Alright guys, first time post here but I thought I will share this story and give myself a bit of space to rant. First of all, I'm not a native english speaker so please bear with me if there is anything hard to understand.
When I was in my last year of college (4 years ago) I was meeting this hot chick but I did have another girl at that time so there wasn't much going on apart from being buddies. But we got along really well and often joked about how cool it would be when we'd be together.
After I finished college, I didn't hold any contact with her for 3 years even though she texted me 1-2 times, but I never replied. Mid this year though, when my last relationship broke apart I was scrolling through my messages and saw hers. I thought "Hm okay I will message her". She did reply, like immediately, although I was never answering. After a bit of a chat and some moaning about our failed relationships during the 3 years we decided we should see each other.
She visited me, I fucked her, she told me the day after "She wants to keep it casual", I said "Thats fine". I did not text for 3 days she then send me a text "I'm constantly thinking about you." - we got together.
As I mentioned before we got along really well, she said she is so utterly happy with me and made pretty solid future plans (after a couple of weeks). She was very open with me and told me a lot of her problems and that she's had a hard time etc.
Now comes the part of the story where it gets funny. After 2 months of being together I had some huge issue to deal with, but I tried to be content. This issue took away all my headspace so she eventually noticed something was wrong. She constantly kept asking me "if anything is wrong?", but I assured her "Its all good".

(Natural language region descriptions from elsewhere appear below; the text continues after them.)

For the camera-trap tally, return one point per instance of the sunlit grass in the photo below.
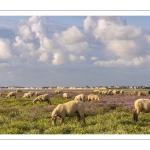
(21, 116)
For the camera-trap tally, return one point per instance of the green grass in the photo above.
(21, 116)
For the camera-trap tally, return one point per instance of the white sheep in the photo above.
(11, 94)
(37, 93)
(27, 95)
(42, 98)
(69, 109)
(93, 97)
(57, 91)
(65, 95)
(141, 105)
(96, 91)
(121, 91)
(80, 97)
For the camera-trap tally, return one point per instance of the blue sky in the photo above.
(74, 50)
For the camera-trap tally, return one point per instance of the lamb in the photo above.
(65, 95)
(37, 94)
(115, 92)
(96, 91)
(93, 97)
(27, 95)
(80, 97)
(69, 109)
(141, 105)
(57, 91)
(18, 91)
(42, 98)
(122, 92)
(11, 94)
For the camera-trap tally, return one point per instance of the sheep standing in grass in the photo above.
(96, 91)
(65, 95)
(141, 105)
(57, 91)
(141, 94)
(37, 94)
(27, 95)
(69, 109)
(93, 97)
(80, 97)
(11, 94)
(42, 98)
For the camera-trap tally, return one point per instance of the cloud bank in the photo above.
(101, 42)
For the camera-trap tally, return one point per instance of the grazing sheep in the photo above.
(65, 95)
(115, 92)
(69, 109)
(11, 94)
(32, 93)
(37, 94)
(109, 92)
(134, 93)
(27, 95)
(57, 91)
(96, 91)
(141, 94)
(42, 98)
(93, 97)
(141, 105)
(104, 92)
(80, 97)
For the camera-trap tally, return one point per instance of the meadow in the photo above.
(112, 114)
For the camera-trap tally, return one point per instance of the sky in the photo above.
(74, 50)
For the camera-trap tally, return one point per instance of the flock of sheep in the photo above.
(76, 107)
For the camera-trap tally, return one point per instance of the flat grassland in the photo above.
(112, 114)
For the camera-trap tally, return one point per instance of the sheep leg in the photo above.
(78, 116)
(135, 116)
(62, 121)
(83, 118)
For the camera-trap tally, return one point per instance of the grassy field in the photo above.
(109, 115)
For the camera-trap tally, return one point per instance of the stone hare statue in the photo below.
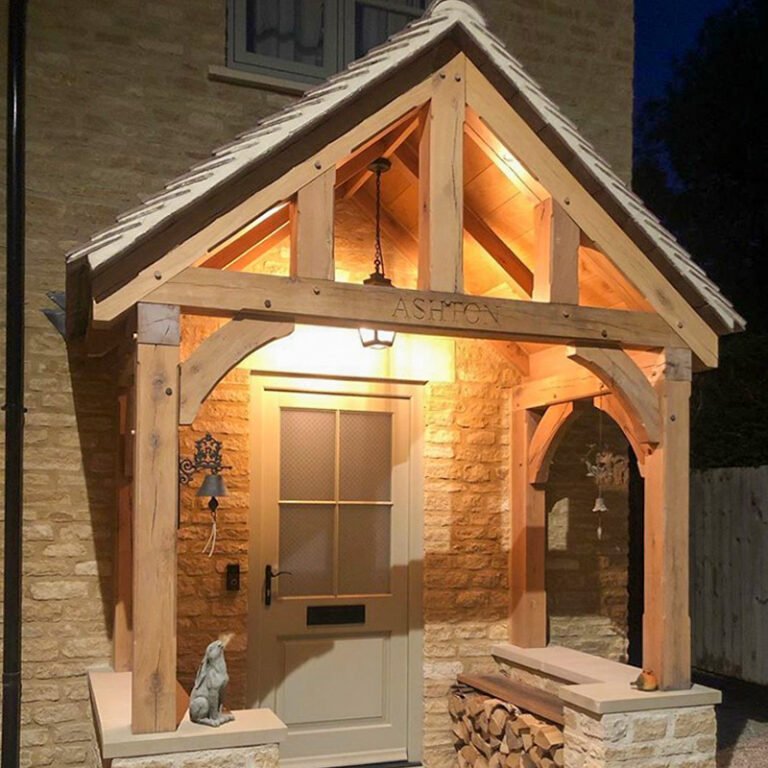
(206, 699)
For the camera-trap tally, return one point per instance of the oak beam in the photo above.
(282, 233)
(527, 557)
(556, 270)
(122, 620)
(611, 405)
(628, 383)
(441, 183)
(544, 441)
(353, 185)
(323, 302)
(156, 497)
(255, 233)
(666, 621)
(312, 229)
(476, 228)
(114, 293)
(491, 107)
(403, 238)
(218, 354)
(552, 390)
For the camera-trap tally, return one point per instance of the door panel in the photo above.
(333, 510)
(357, 666)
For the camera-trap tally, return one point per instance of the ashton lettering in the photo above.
(440, 310)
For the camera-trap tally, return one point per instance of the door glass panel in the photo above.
(306, 549)
(365, 445)
(364, 549)
(307, 453)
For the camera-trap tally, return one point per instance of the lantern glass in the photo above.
(376, 338)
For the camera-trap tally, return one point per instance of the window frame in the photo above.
(338, 41)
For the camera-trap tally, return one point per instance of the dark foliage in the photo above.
(729, 407)
(702, 166)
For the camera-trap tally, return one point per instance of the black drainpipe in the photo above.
(14, 385)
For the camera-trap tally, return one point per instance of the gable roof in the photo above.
(457, 21)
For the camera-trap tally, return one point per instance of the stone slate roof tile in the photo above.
(318, 103)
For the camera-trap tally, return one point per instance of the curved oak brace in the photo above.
(613, 407)
(549, 432)
(218, 355)
(628, 383)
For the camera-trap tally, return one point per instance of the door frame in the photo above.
(413, 393)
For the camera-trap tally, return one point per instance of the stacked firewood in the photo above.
(491, 733)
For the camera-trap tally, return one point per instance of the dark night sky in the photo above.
(664, 30)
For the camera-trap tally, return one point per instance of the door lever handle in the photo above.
(269, 574)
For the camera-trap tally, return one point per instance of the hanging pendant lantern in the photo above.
(377, 338)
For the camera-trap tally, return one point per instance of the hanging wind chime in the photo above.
(599, 469)
(377, 338)
(207, 456)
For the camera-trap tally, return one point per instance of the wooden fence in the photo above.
(729, 572)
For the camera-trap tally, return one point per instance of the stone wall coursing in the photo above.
(118, 103)
(239, 757)
(466, 530)
(583, 56)
(664, 738)
(587, 575)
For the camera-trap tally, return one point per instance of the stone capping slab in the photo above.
(111, 700)
(598, 685)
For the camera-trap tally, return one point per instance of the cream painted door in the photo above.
(332, 654)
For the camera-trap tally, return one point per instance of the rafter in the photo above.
(441, 183)
(222, 255)
(113, 295)
(403, 238)
(390, 145)
(280, 235)
(512, 130)
(504, 256)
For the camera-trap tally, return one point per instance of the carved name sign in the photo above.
(448, 311)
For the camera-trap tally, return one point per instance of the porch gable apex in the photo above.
(167, 222)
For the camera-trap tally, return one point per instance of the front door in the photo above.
(332, 630)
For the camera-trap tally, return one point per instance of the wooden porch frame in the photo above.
(651, 410)
(629, 397)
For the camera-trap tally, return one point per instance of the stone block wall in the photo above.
(466, 531)
(118, 103)
(664, 738)
(205, 608)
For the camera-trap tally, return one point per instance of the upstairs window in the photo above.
(308, 40)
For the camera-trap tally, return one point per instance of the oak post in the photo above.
(666, 621)
(556, 272)
(122, 630)
(312, 229)
(156, 495)
(441, 184)
(528, 598)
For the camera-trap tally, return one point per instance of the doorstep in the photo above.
(111, 700)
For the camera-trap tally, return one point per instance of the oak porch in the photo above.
(634, 363)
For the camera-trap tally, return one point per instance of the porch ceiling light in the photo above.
(375, 338)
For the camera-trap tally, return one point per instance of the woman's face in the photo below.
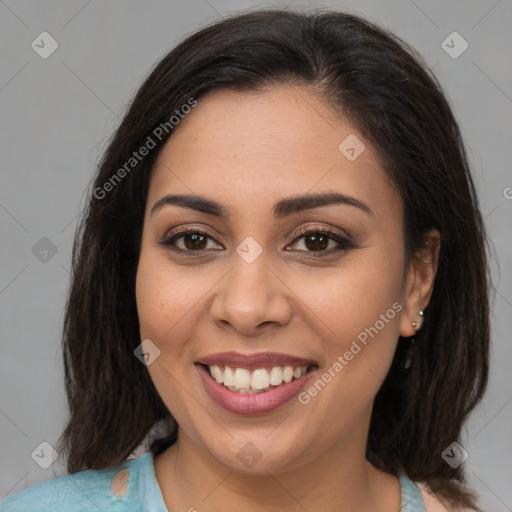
(256, 285)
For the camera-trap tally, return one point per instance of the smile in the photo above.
(260, 380)
(254, 384)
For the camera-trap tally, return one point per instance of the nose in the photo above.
(252, 298)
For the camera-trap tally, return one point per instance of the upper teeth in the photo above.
(262, 378)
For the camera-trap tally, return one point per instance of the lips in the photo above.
(260, 403)
(254, 361)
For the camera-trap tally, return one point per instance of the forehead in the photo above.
(249, 150)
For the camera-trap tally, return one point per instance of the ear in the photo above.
(419, 283)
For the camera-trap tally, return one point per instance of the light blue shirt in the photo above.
(89, 490)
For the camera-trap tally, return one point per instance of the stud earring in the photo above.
(416, 325)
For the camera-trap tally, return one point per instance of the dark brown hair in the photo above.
(384, 88)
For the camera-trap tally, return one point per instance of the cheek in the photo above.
(356, 313)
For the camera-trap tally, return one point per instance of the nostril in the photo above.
(119, 484)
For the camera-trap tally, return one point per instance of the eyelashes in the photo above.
(196, 241)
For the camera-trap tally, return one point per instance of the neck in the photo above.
(338, 479)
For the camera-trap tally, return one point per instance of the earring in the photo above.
(416, 325)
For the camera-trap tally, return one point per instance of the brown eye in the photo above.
(194, 241)
(190, 241)
(316, 242)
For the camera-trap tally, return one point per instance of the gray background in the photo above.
(57, 114)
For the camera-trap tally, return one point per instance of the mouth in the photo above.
(254, 384)
(260, 380)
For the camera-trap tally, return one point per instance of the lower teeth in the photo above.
(251, 391)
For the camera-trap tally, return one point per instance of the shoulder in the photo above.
(433, 503)
(79, 492)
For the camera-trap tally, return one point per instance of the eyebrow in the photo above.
(282, 208)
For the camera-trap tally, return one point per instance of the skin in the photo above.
(248, 151)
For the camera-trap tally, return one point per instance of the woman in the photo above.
(283, 260)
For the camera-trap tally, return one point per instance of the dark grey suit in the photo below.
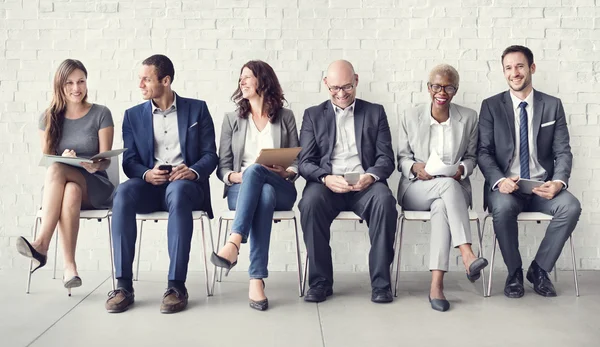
(496, 155)
(319, 205)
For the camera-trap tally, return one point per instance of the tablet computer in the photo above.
(526, 186)
(278, 156)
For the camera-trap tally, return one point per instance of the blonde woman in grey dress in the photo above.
(71, 126)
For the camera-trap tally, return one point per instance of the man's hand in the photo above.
(157, 177)
(458, 175)
(508, 185)
(337, 184)
(280, 170)
(419, 170)
(182, 172)
(548, 190)
(363, 183)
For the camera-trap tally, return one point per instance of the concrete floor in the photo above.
(48, 317)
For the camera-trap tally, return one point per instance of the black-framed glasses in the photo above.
(449, 89)
(335, 89)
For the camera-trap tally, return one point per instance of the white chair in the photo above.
(164, 216)
(530, 217)
(113, 175)
(425, 216)
(278, 216)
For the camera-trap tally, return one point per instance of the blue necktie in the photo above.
(524, 142)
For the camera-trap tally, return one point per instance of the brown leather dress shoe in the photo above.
(174, 300)
(119, 300)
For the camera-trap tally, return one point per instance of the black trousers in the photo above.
(376, 205)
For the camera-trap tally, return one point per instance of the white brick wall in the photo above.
(393, 44)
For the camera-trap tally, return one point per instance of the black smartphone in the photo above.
(169, 168)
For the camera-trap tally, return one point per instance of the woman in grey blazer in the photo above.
(255, 191)
(442, 131)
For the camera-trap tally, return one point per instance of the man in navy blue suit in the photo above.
(171, 152)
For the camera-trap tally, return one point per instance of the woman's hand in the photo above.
(93, 167)
(69, 153)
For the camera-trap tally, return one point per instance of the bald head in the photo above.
(341, 80)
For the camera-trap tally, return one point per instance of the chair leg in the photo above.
(55, 252)
(399, 230)
(480, 254)
(208, 292)
(37, 221)
(112, 255)
(215, 267)
(574, 266)
(137, 271)
(298, 259)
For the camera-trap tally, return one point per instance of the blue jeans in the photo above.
(261, 193)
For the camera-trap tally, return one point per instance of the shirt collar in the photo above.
(338, 109)
(516, 101)
(173, 105)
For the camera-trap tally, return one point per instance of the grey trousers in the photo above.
(565, 209)
(447, 201)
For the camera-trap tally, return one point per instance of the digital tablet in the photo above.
(526, 186)
(278, 156)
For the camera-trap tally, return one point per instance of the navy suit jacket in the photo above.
(196, 138)
(373, 140)
(497, 138)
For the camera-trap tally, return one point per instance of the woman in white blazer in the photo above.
(446, 132)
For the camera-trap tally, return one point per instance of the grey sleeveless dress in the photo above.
(81, 135)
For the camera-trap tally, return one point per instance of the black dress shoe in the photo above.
(441, 305)
(540, 280)
(514, 285)
(318, 293)
(475, 269)
(382, 295)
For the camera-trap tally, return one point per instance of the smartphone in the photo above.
(169, 168)
(352, 177)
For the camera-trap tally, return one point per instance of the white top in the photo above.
(255, 141)
(345, 153)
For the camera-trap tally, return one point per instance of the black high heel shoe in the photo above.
(26, 249)
(219, 261)
(261, 305)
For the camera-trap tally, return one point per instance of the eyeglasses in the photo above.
(336, 89)
(438, 88)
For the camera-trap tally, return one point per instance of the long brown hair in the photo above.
(55, 113)
(268, 87)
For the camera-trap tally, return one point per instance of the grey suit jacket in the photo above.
(373, 140)
(233, 139)
(413, 142)
(497, 138)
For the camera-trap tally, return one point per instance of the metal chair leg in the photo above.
(112, 255)
(399, 229)
(55, 252)
(299, 260)
(137, 271)
(480, 254)
(574, 266)
(37, 221)
(208, 292)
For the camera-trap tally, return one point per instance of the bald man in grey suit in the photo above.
(523, 134)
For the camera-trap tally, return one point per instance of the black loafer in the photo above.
(441, 305)
(540, 280)
(475, 269)
(514, 285)
(381, 295)
(318, 293)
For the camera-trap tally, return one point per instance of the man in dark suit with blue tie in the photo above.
(171, 152)
(342, 135)
(523, 134)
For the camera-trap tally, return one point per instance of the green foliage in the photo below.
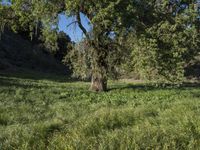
(47, 112)
(167, 46)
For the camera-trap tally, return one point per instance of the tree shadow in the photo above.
(151, 87)
(62, 78)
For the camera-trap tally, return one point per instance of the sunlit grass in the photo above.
(51, 113)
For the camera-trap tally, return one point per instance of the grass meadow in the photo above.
(54, 113)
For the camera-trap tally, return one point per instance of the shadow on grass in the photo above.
(38, 76)
(150, 87)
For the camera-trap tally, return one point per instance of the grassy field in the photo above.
(42, 113)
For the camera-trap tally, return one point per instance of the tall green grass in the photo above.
(40, 113)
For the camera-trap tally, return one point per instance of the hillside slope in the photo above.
(17, 53)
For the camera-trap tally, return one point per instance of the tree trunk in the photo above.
(98, 84)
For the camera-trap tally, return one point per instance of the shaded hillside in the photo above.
(16, 53)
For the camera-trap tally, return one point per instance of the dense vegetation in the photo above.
(158, 38)
(156, 41)
(48, 112)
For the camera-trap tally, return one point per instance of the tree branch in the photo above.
(78, 18)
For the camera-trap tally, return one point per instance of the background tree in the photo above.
(169, 42)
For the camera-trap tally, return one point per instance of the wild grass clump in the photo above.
(45, 114)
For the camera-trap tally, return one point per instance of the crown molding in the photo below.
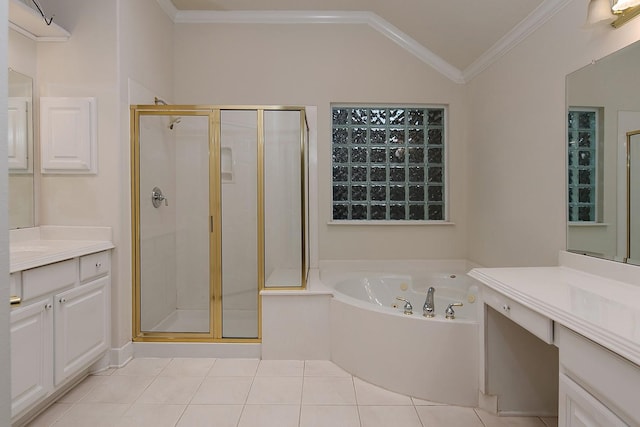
(514, 37)
(315, 17)
(168, 8)
(531, 23)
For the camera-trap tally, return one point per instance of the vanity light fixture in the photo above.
(625, 10)
(618, 12)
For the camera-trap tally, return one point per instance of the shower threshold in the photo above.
(184, 321)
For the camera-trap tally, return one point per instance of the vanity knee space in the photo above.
(576, 322)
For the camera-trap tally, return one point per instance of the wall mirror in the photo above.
(603, 160)
(20, 150)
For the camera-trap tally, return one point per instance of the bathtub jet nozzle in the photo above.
(408, 308)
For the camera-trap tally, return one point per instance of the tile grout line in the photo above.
(194, 394)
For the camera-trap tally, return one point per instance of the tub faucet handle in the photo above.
(449, 313)
(408, 308)
(429, 309)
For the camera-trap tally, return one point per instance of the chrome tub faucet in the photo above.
(428, 309)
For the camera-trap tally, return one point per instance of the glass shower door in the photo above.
(239, 148)
(174, 225)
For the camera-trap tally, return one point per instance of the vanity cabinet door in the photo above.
(31, 354)
(81, 327)
(578, 408)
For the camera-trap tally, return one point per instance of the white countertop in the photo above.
(605, 310)
(34, 247)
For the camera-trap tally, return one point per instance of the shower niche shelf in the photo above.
(226, 165)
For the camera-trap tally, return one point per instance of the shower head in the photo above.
(174, 121)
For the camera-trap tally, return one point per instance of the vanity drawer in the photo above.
(533, 322)
(94, 265)
(49, 278)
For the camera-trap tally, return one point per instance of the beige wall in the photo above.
(517, 138)
(5, 355)
(111, 42)
(317, 65)
(506, 128)
(145, 43)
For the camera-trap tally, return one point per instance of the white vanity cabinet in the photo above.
(597, 387)
(591, 316)
(31, 354)
(60, 328)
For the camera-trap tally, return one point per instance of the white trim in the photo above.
(520, 32)
(121, 356)
(531, 23)
(168, 8)
(387, 222)
(317, 17)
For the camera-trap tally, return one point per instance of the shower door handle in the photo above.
(157, 197)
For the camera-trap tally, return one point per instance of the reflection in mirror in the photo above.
(633, 197)
(602, 106)
(20, 150)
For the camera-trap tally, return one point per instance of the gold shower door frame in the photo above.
(215, 216)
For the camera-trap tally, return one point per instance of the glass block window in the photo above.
(582, 168)
(388, 163)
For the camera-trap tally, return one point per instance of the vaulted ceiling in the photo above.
(463, 34)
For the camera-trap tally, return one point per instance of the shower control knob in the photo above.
(157, 198)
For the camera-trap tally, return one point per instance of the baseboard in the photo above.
(215, 350)
(488, 402)
(121, 356)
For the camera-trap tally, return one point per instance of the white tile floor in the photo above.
(251, 393)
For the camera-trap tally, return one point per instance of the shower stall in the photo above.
(219, 213)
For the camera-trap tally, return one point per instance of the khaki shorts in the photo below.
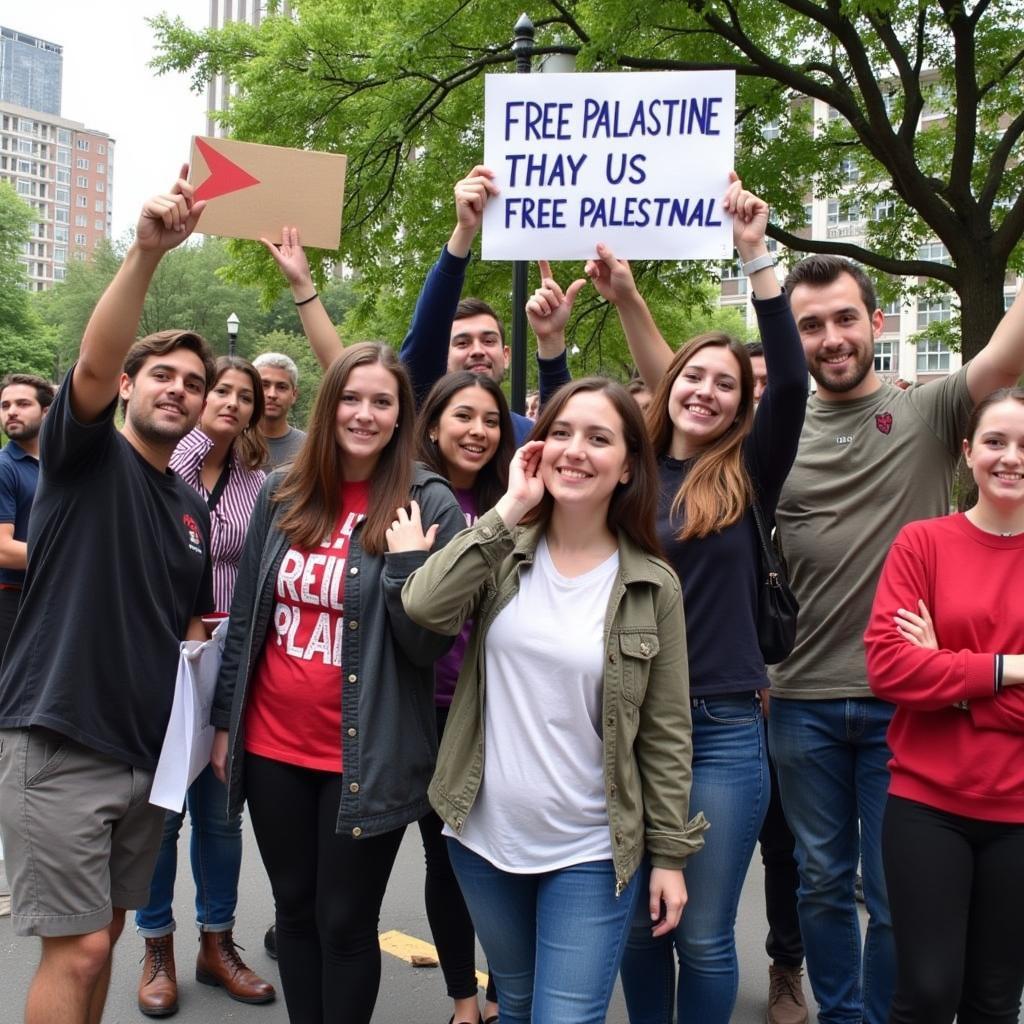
(79, 834)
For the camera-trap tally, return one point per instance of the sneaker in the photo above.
(785, 995)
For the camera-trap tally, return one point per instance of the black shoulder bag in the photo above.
(777, 608)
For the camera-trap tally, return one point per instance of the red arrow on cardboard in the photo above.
(225, 175)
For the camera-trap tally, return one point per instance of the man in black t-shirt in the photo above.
(119, 573)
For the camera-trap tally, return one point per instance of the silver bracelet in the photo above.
(758, 263)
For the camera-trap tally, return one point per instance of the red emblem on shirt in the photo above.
(195, 538)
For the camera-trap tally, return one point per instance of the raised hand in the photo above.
(525, 486)
(612, 278)
(291, 259)
(406, 534)
(168, 219)
(920, 630)
(750, 217)
(548, 309)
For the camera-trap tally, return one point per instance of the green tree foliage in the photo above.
(387, 82)
(26, 345)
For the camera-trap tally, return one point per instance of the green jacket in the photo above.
(646, 707)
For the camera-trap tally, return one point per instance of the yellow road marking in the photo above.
(407, 946)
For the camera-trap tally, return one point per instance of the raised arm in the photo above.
(1000, 363)
(291, 259)
(165, 222)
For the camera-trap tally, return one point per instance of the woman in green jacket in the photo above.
(576, 674)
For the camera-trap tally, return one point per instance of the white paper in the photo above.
(637, 160)
(189, 735)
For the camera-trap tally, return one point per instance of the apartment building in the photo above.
(904, 351)
(65, 172)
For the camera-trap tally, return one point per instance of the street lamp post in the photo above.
(522, 47)
(232, 333)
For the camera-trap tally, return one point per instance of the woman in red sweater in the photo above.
(945, 644)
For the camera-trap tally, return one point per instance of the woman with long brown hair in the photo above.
(566, 755)
(715, 458)
(325, 700)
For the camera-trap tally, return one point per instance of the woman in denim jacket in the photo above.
(576, 674)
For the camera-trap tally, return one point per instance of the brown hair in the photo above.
(45, 391)
(493, 479)
(163, 342)
(634, 504)
(250, 445)
(819, 269)
(717, 491)
(1000, 394)
(477, 307)
(311, 489)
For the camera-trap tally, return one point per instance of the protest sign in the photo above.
(638, 160)
(253, 190)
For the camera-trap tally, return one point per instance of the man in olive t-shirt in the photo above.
(871, 458)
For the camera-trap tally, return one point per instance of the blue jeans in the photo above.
(731, 786)
(216, 860)
(832, 759)
(553, 940)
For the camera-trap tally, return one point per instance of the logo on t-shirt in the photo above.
(195, 538)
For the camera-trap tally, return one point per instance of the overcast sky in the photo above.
(108, 85)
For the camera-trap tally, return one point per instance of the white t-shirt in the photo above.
(542, 804)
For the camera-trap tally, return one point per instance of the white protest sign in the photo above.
(637, 160)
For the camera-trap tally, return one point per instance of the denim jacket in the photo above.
(389, 736)
(645, 710)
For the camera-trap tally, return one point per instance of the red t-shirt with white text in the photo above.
(294, 712)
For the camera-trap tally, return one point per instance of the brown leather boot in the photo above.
(158, 988)
(219, 964)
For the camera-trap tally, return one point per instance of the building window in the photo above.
(933, 356)
(885, 356)
(933, 311)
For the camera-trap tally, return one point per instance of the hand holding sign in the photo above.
(291, 259)
(548, 310)
(168, 219)
(750, 217)
(407, 534)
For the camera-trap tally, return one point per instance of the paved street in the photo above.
(409, 995)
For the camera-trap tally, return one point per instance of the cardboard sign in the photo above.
(254, 190)
(637, 160)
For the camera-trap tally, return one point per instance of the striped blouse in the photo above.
(229, 519)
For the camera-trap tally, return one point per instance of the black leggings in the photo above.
(956, 896)
(327, 892)
(450, 922)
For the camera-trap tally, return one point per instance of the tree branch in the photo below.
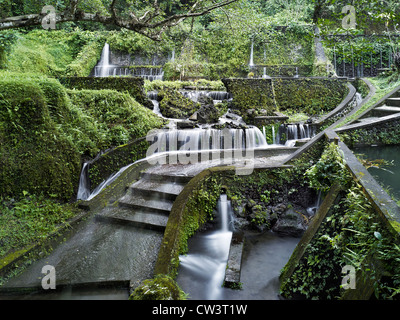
(143, 25)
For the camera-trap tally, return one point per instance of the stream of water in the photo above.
(388, 177)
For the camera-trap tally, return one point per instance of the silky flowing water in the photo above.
(388, 177)
(202, 270)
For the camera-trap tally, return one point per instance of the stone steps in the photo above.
(146, 203)
(164, 190)
(394, 101)
(138, 219)
(384, 111)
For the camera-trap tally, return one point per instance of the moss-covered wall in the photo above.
(35, 154)
(313, 96)
(352, 227)
(387, 132)
(248, 94)
(110, 162)
(86, 59)
(132, 85)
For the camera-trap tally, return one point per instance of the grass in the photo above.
(383, 86)
(30, 220)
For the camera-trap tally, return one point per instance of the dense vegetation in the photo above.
(48, 128)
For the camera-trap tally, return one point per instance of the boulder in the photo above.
(289, 223)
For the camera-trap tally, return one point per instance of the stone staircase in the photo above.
(148, 202)
(390, 106)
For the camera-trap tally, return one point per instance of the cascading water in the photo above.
(208, 139)
(103, 67)
(84, 183)
(152, 95)
(251, 64)
(204, 266)
(289, 133)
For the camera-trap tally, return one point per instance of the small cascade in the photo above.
(84, 183)
(208, 139)
(273, 135)
(251, 64)
(207, 258)
(297, 73)
(312, 210)
(217, 96)
(289, 133)
(152, 95)
(151, 74)
(103, 68)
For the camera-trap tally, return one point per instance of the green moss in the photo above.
(162, 287)
(35, 154)
(86, 60)
(174, 105)
(395, 225)
(255, 94)
(131, 85)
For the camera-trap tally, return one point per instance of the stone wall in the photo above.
(133, 85)
(263, 97)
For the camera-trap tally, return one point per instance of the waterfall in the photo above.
(173, 55)
(273, 135)
(288, 134)
(251, 64)
(105, 69)
(152, 95)
(208, 139)
(84, 183)
(207, 258)
(312, 210)
(102, 68)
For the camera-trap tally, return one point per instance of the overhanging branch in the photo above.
(149, 24)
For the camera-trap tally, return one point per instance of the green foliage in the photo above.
(162, 287)
(200, 84)
(54, 53)
(199, 209)
(35, 154)
(30, 220)
(86, 60)
(174, 105)
(351, 233)
(118, 117)
(328, 170)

I was thinking "This girl has a lot of issues too, so maybe she would understand when I tell her I'm a bit down as for x reason". Also I was at a point where I couldn't hide stuff anymore, so I just did tell her about my problems.
From that point things were going downhill. She cancelled any plans for the weekend after, and another week passed before she told me "She's not sure if she's happy with us".
There it is guys, I once admitted that life is hurting me and it made me lose all respect in her eyes. All attraction gone from this point onwards. Fuck, I can't believe my own eyes what happened to me. All words in this sub became apparent.
I did not really try to convince her about how well we fit together, I just said "Fine", deleted her everywhere, opened my laptop and type this. The good thing: I'm learning, but please for fucks sake never even think a second about that your girl is "There for you" and will "Understand your problems".
Edit: Wow, this post got a bunch of attention. I just want to add a few things to shed a bit more light.
1) The issue I have is probably not the biggest deal on earth but I can let you know it involved a small surgery (nothing life threatening though)
2) I did not tell my problem only once to her but repeated 2-3 times that I am stuck on thinking about it and that I had some anxiety because of that.
Thanks for all your replies and your sympathy whether good or bad.